YOUR SOLIN GENERATED RECIPE
Grilled Chicken Breast with Quinoa and Roasted Broccoli
Tender chicken breast grilled with lemon and garlic, served over fluffy quinoa with oven-roasted broccoli florets for a satisfying, charred finish.
INGREDIENTS
5.5 ounces Chicken Breast
0.5 cup Cooked Quinoa
1.5 cups Broccoli Florets
1.5 teaspoons Extra Virgin Olive Oil
1 tablespoon Fresh Lemon Juice
PREPARATION
Preheat your oven to 400°F (200°C) to prepare for roasting the vegetables.
Toss the broccoli florets with half a teaspoon of olive oil and a pinch of sea salt on a baking sheet.
Roast the broccoli for 15 to 18 minutes until the edges are slightly browned and crisp.

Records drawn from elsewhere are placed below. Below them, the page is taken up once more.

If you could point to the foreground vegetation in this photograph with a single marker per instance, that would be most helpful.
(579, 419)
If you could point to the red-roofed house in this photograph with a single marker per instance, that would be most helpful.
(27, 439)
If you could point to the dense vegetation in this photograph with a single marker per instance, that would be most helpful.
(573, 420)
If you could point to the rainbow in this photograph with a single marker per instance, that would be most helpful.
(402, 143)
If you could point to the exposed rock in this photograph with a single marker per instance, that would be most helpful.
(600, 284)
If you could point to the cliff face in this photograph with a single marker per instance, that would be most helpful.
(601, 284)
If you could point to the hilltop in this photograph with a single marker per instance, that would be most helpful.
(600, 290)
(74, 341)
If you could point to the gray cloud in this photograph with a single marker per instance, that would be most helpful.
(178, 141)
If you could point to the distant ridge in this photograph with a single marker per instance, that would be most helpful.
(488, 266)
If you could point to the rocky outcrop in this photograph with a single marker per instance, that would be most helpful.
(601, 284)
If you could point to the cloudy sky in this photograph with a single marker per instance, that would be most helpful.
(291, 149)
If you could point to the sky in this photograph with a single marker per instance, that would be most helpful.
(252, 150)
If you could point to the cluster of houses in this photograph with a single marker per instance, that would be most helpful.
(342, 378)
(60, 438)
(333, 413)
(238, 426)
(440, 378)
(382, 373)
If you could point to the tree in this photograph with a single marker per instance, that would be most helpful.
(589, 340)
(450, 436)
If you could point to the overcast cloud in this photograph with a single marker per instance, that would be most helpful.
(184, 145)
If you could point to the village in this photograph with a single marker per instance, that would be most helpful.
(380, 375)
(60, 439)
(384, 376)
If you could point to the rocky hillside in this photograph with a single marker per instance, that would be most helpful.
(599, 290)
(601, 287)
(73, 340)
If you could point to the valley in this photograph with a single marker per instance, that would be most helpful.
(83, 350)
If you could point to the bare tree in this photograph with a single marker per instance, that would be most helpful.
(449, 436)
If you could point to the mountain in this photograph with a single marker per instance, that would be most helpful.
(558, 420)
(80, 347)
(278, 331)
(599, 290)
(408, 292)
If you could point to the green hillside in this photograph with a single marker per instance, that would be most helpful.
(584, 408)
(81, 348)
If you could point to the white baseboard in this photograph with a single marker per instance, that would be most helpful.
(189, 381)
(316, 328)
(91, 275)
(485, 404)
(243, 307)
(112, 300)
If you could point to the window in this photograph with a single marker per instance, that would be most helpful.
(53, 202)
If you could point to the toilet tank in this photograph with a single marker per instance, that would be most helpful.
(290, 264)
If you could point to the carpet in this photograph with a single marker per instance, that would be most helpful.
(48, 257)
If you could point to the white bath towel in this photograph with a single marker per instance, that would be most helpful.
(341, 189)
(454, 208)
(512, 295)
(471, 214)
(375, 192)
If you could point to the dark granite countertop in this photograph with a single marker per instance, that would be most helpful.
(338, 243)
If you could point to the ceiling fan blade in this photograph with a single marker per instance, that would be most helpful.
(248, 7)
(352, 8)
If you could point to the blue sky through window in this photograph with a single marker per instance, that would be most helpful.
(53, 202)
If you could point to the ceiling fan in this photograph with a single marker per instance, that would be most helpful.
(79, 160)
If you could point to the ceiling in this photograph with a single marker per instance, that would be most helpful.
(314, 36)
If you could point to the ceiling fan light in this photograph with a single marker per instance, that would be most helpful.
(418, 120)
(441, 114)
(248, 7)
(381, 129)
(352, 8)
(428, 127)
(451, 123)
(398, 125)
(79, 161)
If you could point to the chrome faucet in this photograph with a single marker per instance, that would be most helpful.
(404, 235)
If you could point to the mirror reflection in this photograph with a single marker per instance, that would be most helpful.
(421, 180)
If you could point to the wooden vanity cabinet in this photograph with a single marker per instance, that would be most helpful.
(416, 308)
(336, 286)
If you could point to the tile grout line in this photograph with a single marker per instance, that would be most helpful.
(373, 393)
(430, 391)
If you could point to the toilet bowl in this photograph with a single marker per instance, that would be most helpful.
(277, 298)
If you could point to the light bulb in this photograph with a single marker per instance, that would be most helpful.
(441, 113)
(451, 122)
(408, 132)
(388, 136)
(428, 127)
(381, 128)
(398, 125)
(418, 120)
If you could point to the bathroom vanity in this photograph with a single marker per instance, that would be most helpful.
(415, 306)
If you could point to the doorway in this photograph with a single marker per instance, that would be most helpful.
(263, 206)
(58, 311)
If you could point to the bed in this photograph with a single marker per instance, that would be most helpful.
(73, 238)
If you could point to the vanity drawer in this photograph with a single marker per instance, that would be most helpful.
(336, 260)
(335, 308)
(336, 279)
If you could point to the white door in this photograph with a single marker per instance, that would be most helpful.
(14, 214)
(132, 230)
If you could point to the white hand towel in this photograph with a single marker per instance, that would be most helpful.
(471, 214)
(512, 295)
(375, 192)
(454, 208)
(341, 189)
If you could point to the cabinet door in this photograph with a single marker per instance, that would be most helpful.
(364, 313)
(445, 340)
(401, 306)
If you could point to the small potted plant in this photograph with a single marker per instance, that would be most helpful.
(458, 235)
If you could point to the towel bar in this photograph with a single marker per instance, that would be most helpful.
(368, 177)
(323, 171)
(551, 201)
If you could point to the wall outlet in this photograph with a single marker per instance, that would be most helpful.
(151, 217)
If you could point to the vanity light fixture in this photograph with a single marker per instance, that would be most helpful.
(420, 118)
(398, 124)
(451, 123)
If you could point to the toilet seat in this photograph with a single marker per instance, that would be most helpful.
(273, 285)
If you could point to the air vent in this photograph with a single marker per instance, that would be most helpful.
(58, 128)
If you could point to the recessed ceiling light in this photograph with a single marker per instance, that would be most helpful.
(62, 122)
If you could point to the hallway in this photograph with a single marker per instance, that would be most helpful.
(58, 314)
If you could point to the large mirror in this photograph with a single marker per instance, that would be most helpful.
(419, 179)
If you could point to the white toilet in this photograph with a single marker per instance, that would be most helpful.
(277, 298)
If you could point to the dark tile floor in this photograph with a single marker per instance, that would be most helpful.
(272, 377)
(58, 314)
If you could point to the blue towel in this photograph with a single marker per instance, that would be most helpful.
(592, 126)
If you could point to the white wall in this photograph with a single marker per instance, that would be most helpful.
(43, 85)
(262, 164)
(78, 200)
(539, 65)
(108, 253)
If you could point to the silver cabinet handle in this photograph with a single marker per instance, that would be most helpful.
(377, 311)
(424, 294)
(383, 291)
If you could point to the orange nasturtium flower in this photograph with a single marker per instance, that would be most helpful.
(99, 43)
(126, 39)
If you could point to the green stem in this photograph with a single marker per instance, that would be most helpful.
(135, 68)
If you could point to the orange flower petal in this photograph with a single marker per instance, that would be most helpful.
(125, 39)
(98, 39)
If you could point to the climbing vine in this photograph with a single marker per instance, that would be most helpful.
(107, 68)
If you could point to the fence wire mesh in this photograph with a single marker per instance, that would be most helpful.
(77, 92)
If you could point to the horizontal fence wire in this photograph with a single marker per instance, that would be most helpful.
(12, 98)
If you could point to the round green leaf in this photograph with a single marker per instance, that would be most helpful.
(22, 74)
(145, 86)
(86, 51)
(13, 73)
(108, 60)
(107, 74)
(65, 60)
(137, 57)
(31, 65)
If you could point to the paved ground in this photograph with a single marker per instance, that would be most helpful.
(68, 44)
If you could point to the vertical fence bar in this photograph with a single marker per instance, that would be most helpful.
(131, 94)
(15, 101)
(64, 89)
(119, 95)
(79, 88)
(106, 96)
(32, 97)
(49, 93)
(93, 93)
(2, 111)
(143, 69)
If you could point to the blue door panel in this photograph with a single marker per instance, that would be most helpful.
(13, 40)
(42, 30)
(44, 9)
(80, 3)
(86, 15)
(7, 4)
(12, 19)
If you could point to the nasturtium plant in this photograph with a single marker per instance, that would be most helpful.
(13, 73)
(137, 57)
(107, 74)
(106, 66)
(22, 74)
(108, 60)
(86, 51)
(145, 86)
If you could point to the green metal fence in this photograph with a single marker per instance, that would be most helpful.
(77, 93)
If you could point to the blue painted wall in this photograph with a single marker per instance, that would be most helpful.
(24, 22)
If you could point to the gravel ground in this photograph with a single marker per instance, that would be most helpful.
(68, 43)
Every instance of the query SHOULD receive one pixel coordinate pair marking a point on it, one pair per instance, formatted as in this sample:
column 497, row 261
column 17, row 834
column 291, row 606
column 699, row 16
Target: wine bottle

Season the chicken breast with garlic powder, salt, pepper, and another half teaspoon of olive oil.
Place the chicken on a preheated grill or grill pan over medium-high heat, cooking for 6 minutes per side until the internal temperature reaches 165°F.
While the chicken rests, toss the warm cooked quinoa with the remaining olive oil and fresh lemon juice.
Slice the grilled chicken and serve it alongside the fluffy quinoa and charred broccoli.